[ofa-general] [RFC] Notifier for Externally Mapped Memory (EMM)

Christoph Lameter clameter at sgi.com
Mon Mar 3 23:31:15 PST 2008


Stripped things down and did what Andrea and I talked about last Friday.
No invalidate_page callbacks. No ops anymore. Simple linked list for 
notifier. No RCU. Added the code to rmap.h and rmap.c (after all it is 
concerned with handling mappings).



This patch implements a simple callback for device drivers that establish
their own references to pages (KVM, GRU, XPmem, RDMA/Infiniband, DMA engines
etc). These references are unknown to the VM (therefore external).

With these callbacks it is possible for the device driver to release external
references when the VM requests it. This enables swapping, page migration and
allows support of remapping, permission changes etc etc for externally
mapped memory.

With this functionality it becomes possible to avoid pinning or mlocking
pages (commonly done to stop the VM from unmapping pages).

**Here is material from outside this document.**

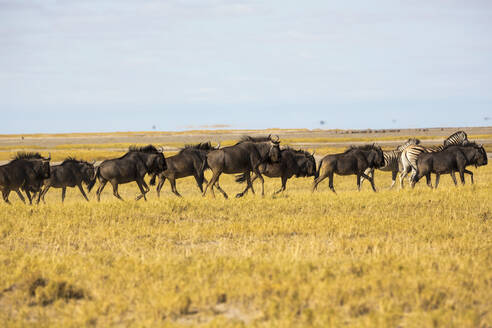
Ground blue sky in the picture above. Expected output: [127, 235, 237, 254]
[1, 0, 491, 133]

A device driver must subscribe to a process using

	emm_register_notifier

The VM will then perform callbacks for operations that unmap or change
permissions of pages in that address space. When the process terminates
the callback function is called with emm_release.

Callbacks are performed before and after the unmapping action of the VM.

	emm_invalidate_start	before
	emm_invalidate_end	after

Callbacks are mostly performed in a non atomic context. However, in
various places spinlocks are held to traverse rmaps. So this patch here
is only useful for those devices that can remove mappings in an atomic
context (f.e. KVM/GRU).

If the rmap traversal spinlocks are converted to semaphores then all 
callbacks willbe performed in a nonatomic context. Callouts can stay 
where they are.

Signed-off-by: Christoph Lameter <clameter at sgi.com>

---
 include/linux/mm_types.h |    3 +
 include/linux/rmap.h     |   51 +++++++++++++++++++++++++++++++++
 kernel/fork.c            |    3 +
 mm/Kconfig               |    5 +++
 mm/filemap_xip.c         |    5 +++
 mm/fremap.c              |    2 +
 mm/hugetlb.c             |    4 ++
 mm/memory.c              |   32 ++++++++++++++++++--
 mm/mmap.c                |    3 +
 mm/mprotect.c            |    3 +
 mm/mremap.c              |    5 +++
 mm/rmap.c                |   72 ++++++++++++++++++++++++++++++++++++++++++++++-
 12 files changed, 183 insertions(+), 5 deletions(-)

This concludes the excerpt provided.